Data Unloading Considerations

This topic provides best practices, general guidelines, and important considerations for unloading data from a table. It is intended to help simplify exporting data from Snowflake tables into files in stages using the COPY INTO location command.

In this Topic:

Empty Strings and NULL Values

An empty string is a string with zero length or no characters, whereas NULL values represent an absence of data. In CSV files, a NULL value is typically represented by two successive delimiters, e.g. ,,, to indicate that the field contains no data; however, you can use string values to denote NULL, e.g. null or any unique string. An empty string is typically represented by a quoted empty string, e.g. ,'',, to indicate that the string contains zero characters.

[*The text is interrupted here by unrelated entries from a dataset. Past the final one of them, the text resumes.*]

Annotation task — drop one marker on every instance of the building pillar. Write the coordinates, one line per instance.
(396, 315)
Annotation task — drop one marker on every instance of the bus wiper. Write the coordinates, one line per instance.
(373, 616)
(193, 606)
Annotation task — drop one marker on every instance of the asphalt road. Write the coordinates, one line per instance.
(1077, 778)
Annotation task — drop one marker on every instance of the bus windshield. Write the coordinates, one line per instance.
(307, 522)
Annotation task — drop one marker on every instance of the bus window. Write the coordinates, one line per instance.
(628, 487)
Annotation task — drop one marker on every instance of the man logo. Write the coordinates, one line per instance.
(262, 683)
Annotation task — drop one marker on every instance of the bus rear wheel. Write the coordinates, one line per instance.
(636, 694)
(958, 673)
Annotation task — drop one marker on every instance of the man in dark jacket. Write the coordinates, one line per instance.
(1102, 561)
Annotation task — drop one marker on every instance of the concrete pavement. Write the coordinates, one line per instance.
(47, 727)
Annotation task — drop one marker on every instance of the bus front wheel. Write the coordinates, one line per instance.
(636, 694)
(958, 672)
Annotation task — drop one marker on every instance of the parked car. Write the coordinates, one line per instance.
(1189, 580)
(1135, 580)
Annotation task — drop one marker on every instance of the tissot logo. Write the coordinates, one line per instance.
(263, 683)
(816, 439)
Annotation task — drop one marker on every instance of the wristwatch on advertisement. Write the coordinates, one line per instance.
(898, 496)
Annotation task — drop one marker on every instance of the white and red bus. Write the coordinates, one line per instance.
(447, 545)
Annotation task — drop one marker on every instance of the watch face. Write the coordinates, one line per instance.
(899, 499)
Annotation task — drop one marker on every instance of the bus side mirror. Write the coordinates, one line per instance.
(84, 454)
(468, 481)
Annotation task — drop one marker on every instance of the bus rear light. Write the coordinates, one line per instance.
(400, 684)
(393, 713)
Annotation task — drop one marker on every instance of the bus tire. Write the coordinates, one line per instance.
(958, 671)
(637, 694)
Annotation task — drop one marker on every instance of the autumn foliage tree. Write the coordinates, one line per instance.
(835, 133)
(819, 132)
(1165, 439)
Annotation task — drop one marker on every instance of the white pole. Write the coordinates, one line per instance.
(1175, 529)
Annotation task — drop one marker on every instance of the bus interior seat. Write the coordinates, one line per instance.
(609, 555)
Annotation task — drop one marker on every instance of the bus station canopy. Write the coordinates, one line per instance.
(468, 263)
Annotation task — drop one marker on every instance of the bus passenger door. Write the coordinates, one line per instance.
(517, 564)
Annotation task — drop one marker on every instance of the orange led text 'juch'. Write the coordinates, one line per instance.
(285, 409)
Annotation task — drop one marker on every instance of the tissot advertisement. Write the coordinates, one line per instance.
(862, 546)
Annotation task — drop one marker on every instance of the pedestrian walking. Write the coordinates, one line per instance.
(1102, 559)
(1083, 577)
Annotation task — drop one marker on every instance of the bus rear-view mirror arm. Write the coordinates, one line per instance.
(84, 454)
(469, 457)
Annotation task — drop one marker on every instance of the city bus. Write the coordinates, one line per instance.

The following file format options enable you to differentiate between empty strings and NULL values when unloading or loading data. For more information about these file formats, see CREATE FILE FORMAT:

FIELD_OPTIONALLY_ENCLOSED_BY = ‘character‘ | NONE

Use this option to enclose strings in the specified character: single quote ('), double quote ("), or NONE.

Enclosing string values in quotes while unloading data is not required. The COPY INTO location command can unload empty string values without enclosing quotes, with the EMPTY_FIELD_AS_NULL option set to FALSE. If the EMPTY_FIELD_AS_NULL option is TRUE (which is prohibited), then empty strings and NULL values are indistinguishable in the output file.

When a field contains this character, escape it using the same character. For example, if the value is the double quote character and a field contains the string "A", escape the double quotes as follows: ""A"".

Default: NONE

EMPTY_FIELD_AS_NULL = TRUE | FALSE
  • When unloading empty string data from tables, choose one of the following options:

    • Preferred: Enclose strings in quotes by setting the FIELD_OPTIONALLY_ENCLOSED_BY option, to distinguish empty strings from NULLs in output CSV files.

    • Leave string fields unenclosed by setting the FIELD_OPTIONALLY_ENCLOSED_BY option to NONE (default), and set the EMPTY_FIELD_AS_NULL value to FALSE to unload empty strings as empty fields.

      Important

      If you choose this option, make sure to specify a replacement string for NULL data using the NULL_IF option, to distinguish NULL values from empty strings in the output file. If you later choose to load data from the output files, you will specify the same NULL_IF value to identify the NULL values in the data files.

  • When loading data into tables, use this option to specify whether to insert SQL NULL for empty fields in an input file. If set to FALSE, Snowflake attempts to cast an empty field to the corresponding column type. An empty string is inserted into columns of type STRING. For other column types, the COPY command produces an error.

Default: TRUE

NULL_IF = ( ‘string1‘ [, ‘string2‘ ... ] )
  • When unloading data from tables: Snowflake converts SQL NULL values to the first value in the list. Be careful to specify only the value you actually want to unload from your table as NULL.
  • When loading data into tables: Strings in the data load source that Snowflake replaces with SQL NULL. To specify more than one string, enclose the list of strings in parentheses and use commas to separate each value, e.g. NULL_IF = ('NULL', 'NUL', ''). Note that NULL_IF can include empty strings and only applies to columns that are nullable.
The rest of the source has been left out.